Runway of Dreams grooms big labels but the foundation also runs college clubs at over 20 universities. Students with and without disabilities stage their own adaptive runway shows on campus, cast their peers and pull disability fashion straight into lecture halls, cafeterias and dorm scroll feeds. For many young designers, it is their first time cutting a pattern while considering seated fit, sensory needs or limited dexterity.


That surge of new talent gained even more force when the organization stepped into a new phase. In April, Runway of Dreams and Gamut Management were acquired by the FedCap Group, a move that expands their reach with stronger infrastructure, broader networks and access to far bigger audiences at a time when DEI initiatives face pressure and fashion brands grapple with economic shifts. The acquisition marks a decisive next chapter and while that unfolds, the next generation is already taking shape.
That focus comes into sharp view through the foundation’s internship program, now in its seventh year and built to immerse young creatives in the inner workings of adaptive fashion. Students learn disability culture, product challenges and industry gaps across roles like design, marketing, finance, PR and product development. This year marked a milestone. Sixty percent of interns identified as disabled, a shift that Mindy considers essential because so many disabled students struggle to find accessible placements. Interns collaborated, listened to brand leaders, learned the craft of inclusion and spent the whole summer on a pitch challenge. Teams select a sportswear company, design a virtual adaptive product, build marketing plans and prepare detailed budgets. It’s a training ground for a future where inclusion is baked into the job description.

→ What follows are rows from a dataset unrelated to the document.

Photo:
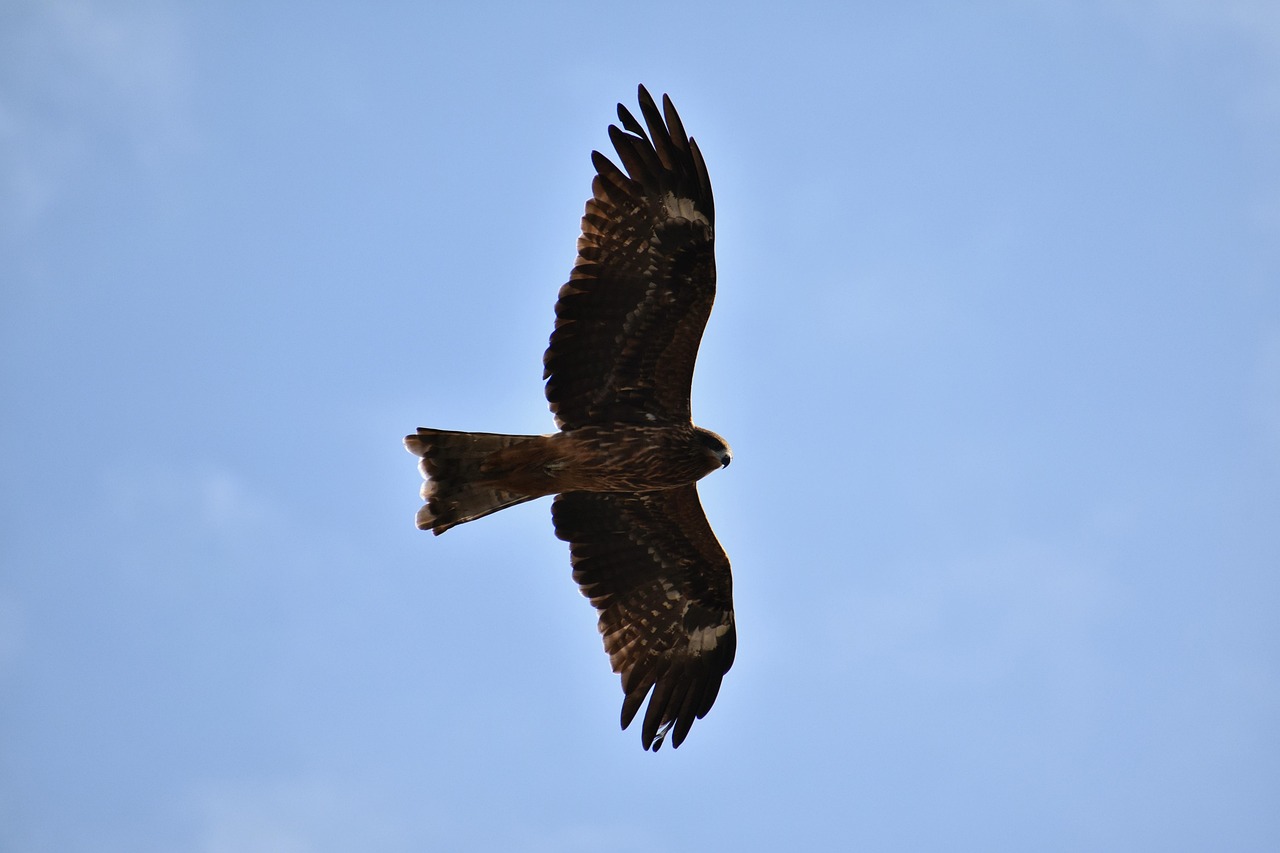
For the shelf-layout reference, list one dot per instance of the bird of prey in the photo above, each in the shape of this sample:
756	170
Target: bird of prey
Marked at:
626	459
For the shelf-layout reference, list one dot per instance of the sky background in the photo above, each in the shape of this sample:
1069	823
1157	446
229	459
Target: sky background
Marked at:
997	349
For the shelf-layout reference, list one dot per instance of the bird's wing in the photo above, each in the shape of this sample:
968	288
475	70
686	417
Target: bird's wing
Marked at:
630	318
661	582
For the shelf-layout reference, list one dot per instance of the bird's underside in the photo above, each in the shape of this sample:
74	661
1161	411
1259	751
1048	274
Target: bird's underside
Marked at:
626	459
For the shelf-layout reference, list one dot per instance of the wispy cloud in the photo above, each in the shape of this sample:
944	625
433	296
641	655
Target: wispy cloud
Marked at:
76	76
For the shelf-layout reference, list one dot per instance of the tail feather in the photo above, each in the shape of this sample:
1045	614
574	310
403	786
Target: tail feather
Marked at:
457	487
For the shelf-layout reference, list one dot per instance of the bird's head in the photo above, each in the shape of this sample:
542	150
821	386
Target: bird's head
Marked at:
716	447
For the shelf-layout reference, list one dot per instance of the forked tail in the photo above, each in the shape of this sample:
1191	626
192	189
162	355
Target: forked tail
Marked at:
462	475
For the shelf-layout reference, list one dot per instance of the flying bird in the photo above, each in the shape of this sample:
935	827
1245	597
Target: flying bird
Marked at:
626	457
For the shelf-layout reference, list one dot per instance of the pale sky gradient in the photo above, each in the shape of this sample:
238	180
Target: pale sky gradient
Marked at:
997	349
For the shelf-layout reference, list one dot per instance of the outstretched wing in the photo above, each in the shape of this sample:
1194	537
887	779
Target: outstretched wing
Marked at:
630	319
661	580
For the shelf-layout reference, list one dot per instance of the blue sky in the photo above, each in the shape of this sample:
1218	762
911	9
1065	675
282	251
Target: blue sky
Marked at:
997	349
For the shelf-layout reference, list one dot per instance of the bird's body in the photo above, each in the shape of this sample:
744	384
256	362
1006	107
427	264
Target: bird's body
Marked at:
624	464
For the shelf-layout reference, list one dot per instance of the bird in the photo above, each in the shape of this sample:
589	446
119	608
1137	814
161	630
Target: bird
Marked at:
626	456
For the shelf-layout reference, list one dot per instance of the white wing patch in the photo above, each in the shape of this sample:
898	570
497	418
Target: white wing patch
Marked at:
682	209
704	639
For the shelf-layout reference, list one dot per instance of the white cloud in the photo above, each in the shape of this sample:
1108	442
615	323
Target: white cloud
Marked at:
304	815
1024	607
76	76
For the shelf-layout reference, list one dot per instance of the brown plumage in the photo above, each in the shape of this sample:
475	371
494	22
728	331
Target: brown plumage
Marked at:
624	464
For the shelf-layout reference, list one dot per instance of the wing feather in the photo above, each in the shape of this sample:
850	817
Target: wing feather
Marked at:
631	316
661	582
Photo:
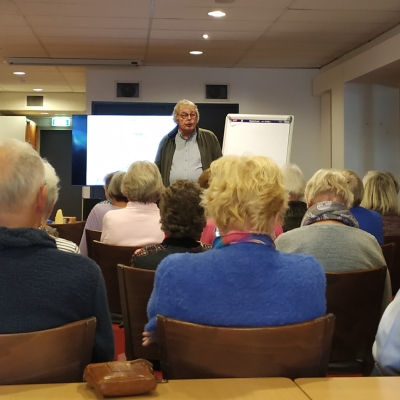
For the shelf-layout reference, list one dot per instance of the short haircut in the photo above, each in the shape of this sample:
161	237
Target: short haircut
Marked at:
142	182
329	184
182	103
356	186
22	175
380	193
182	215
204	178
294	181
114	187
245	193
395	181
52	185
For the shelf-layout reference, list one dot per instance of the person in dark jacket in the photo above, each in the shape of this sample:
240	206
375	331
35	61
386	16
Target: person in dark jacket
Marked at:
42	287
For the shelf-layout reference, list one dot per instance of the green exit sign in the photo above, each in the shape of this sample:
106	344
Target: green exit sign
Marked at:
61	121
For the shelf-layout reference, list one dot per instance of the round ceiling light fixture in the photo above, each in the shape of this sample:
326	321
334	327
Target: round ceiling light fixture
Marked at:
217	14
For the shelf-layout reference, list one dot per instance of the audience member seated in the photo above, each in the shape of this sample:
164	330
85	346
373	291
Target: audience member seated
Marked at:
116	201
138	224
52	188
386	349
243	280
42	287
368	220
380	195
210	232
294	182
329	231
182	221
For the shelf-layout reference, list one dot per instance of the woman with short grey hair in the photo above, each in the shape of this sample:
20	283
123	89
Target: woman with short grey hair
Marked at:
138	224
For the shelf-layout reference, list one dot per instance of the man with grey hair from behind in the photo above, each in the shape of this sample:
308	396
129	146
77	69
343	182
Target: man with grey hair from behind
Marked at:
42	287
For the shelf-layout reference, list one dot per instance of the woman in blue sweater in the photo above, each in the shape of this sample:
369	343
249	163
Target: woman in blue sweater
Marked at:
243	281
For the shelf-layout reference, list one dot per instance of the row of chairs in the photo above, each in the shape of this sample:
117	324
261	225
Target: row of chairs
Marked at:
188	350
352	297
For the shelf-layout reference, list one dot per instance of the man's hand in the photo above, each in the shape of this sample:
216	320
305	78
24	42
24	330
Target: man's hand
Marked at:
149	338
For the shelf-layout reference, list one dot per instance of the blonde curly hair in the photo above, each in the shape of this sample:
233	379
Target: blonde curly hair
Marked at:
245	193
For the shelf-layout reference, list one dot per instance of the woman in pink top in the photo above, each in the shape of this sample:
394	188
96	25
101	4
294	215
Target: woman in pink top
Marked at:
138	224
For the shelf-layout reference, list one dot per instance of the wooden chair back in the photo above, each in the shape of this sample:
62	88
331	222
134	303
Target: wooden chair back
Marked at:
355	298
50	356
394	269
193	351
135	286
108	257
72	231
91	235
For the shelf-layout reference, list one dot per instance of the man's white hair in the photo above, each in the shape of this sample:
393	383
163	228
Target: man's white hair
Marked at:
22	175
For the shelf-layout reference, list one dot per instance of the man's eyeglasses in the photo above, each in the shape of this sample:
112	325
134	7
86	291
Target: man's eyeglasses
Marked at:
187	116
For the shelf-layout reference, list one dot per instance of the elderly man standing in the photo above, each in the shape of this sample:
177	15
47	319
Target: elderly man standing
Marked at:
42	287
187	150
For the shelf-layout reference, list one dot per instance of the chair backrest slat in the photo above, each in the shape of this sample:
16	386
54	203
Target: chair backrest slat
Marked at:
355	298
394	269
72	231
108	257
49	356
136	286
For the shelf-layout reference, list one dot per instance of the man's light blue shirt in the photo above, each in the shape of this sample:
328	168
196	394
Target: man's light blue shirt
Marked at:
186	163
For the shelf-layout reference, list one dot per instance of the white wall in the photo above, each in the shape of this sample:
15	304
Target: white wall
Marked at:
371	128
258	91
12	128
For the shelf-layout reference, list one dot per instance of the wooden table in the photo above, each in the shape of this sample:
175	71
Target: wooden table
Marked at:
201	389
363	388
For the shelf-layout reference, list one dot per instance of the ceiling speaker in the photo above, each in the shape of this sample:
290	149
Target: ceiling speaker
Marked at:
127	90
217	92
34	101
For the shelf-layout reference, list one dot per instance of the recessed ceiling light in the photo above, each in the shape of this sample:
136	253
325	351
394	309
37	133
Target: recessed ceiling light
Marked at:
217	14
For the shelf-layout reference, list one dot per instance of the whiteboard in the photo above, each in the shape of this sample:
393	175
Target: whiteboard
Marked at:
259	135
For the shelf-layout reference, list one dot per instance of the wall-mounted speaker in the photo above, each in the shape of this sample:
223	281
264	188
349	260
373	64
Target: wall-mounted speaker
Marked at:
127	90
217	92
34	101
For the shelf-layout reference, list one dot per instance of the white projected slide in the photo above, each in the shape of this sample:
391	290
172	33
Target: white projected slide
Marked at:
114	142
259	135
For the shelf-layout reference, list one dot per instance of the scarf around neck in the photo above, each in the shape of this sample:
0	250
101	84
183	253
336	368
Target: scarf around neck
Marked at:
234	237
329	210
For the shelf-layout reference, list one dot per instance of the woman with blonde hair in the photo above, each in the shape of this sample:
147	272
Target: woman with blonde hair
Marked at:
380	195
330	232
369	220
243	280
138	224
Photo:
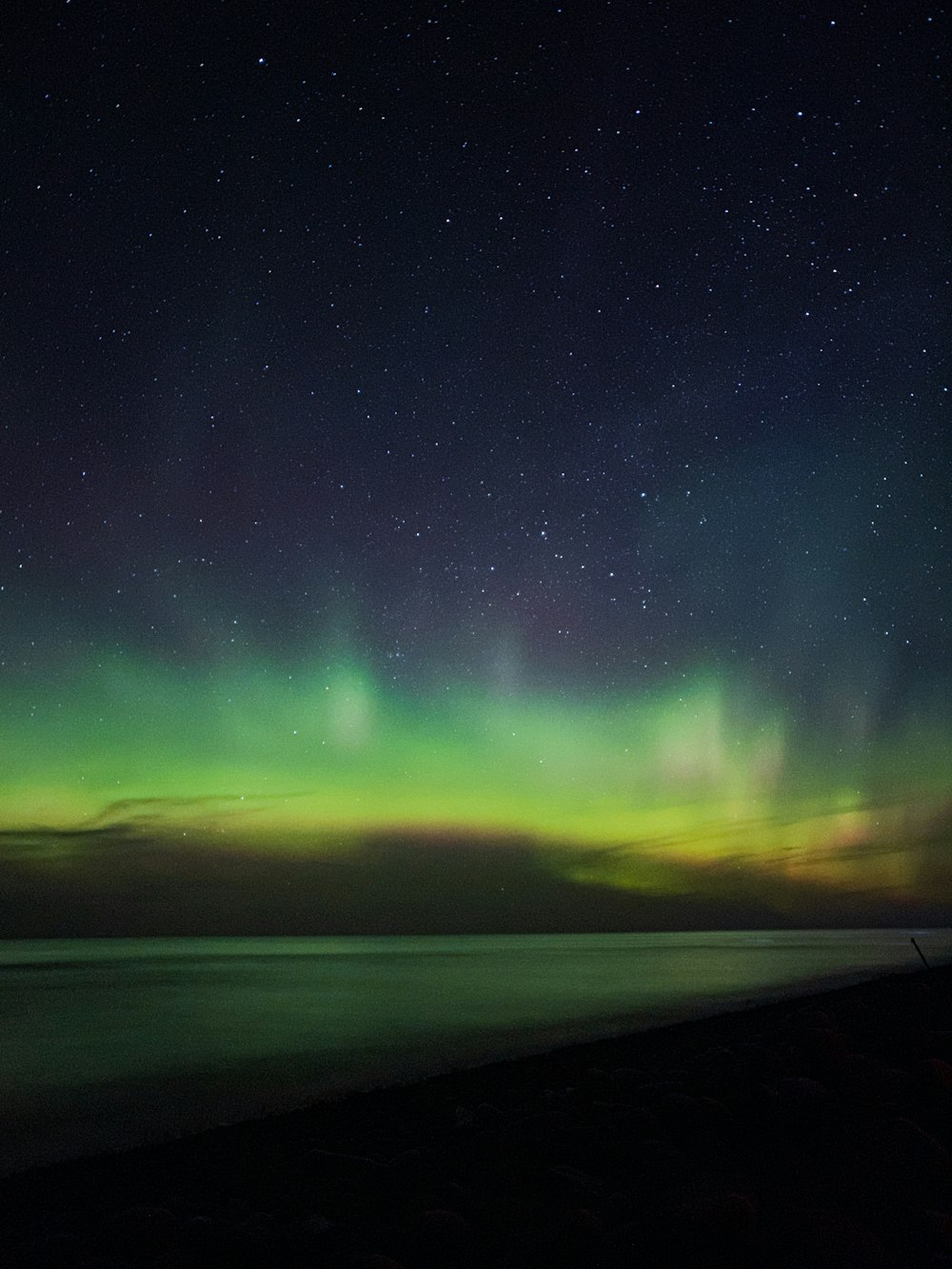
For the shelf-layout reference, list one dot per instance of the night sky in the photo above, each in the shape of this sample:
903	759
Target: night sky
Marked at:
474	467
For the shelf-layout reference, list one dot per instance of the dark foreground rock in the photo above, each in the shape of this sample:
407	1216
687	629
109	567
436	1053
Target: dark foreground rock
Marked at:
805	1135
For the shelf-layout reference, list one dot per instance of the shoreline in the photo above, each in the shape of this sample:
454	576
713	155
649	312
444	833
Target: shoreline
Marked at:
805	1131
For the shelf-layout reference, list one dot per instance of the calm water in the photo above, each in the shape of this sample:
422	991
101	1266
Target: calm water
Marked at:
110	1042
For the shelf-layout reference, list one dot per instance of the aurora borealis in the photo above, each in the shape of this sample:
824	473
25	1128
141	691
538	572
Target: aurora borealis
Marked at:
474	472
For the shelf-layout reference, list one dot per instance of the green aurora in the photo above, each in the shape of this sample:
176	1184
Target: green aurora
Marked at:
305	761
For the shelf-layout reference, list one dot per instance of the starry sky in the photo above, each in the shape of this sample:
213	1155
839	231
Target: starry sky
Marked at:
474	467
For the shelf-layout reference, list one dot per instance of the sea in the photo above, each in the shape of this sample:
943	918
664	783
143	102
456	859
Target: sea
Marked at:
109	1043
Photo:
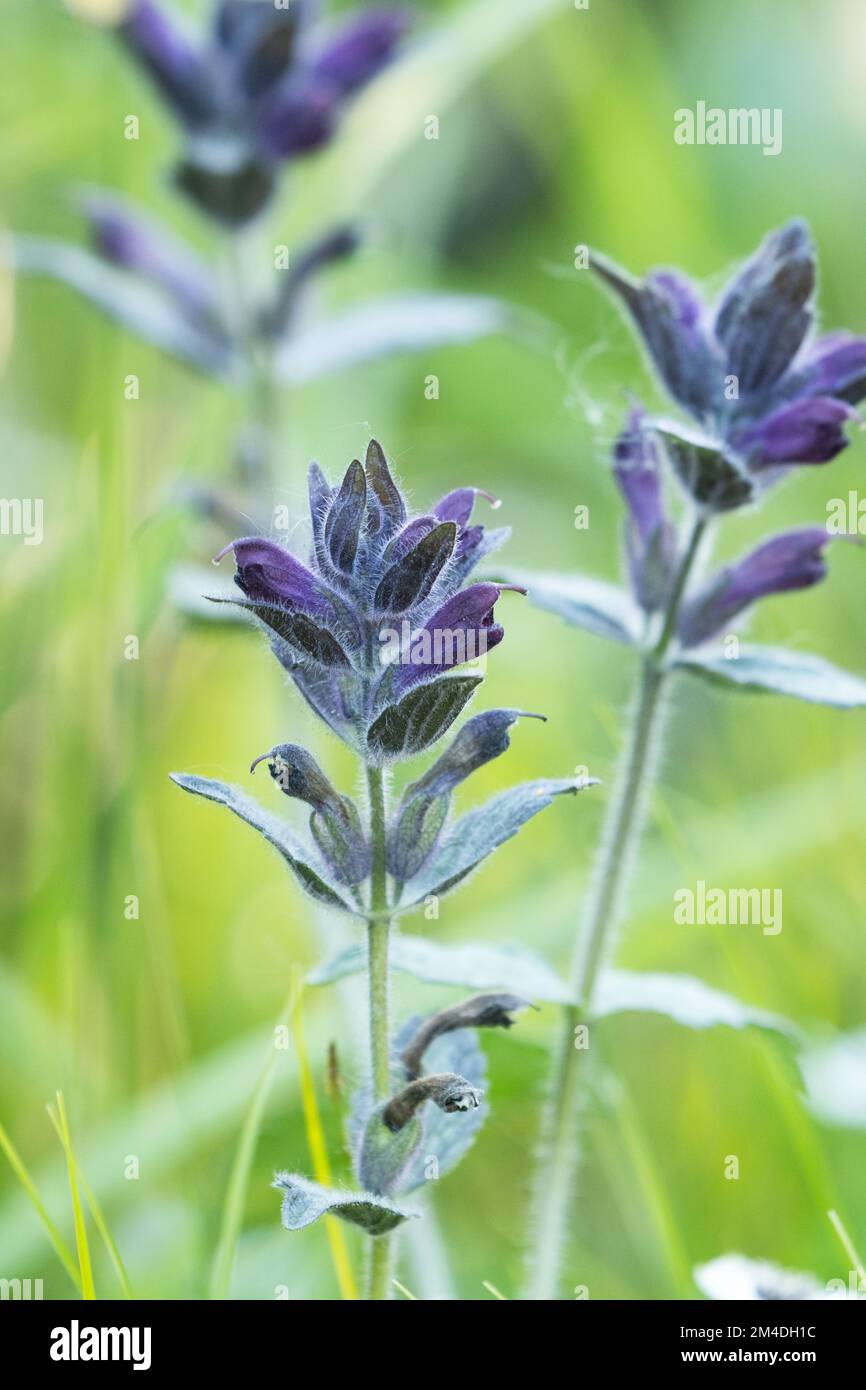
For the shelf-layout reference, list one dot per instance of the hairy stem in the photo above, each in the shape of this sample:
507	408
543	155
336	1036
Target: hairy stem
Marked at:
620	837
260	423
378	930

For Mindy, the professional and the personal blur in the best way. Oliver is now 19 and recently finished his first year of college. He dresses himself with far greater independence than anyone predicted a decade ago. There is no cure for his form of muscular dystrophy. She will never control that. What she can influence is his daily life, his confidence, the way he walks or wheels into a room wearing something that feels like him.
When she speaks to emerging designers, her message lands with the clarity of a runway spotlight. Just because clothing has been built one way since the 13th century, when buttons and buttonholes arrived, does not mean that is the rule forever. Innovation plus design can reshape the closet. Think magnets, side openings, higher back rises for seated wearers and fabrics that respect fluctuating temperature and sensory needs.

And when a pitch gets turned down, she refuses to call it failure. To Mindy, a “no” is information. Information leads to knowledge and knowledge fuels power. That mindset is stitched into every show, every focus group and every altered hem.
Adaptive fashion should not be considered a side category. It is fashion, full stop. Sequins, denim, lingerie, sneakers and socks, reimagined through minds that know what it feels like when the world is not built with you in mind.
Mindy Scheier is not waiting for permission. She is backstage, headset on, cueing the lights while models with disability roll, walk, crutch and strut under the cameras, proving something very simple: When everyone gets dressed on their own terms, the whole industry looks better.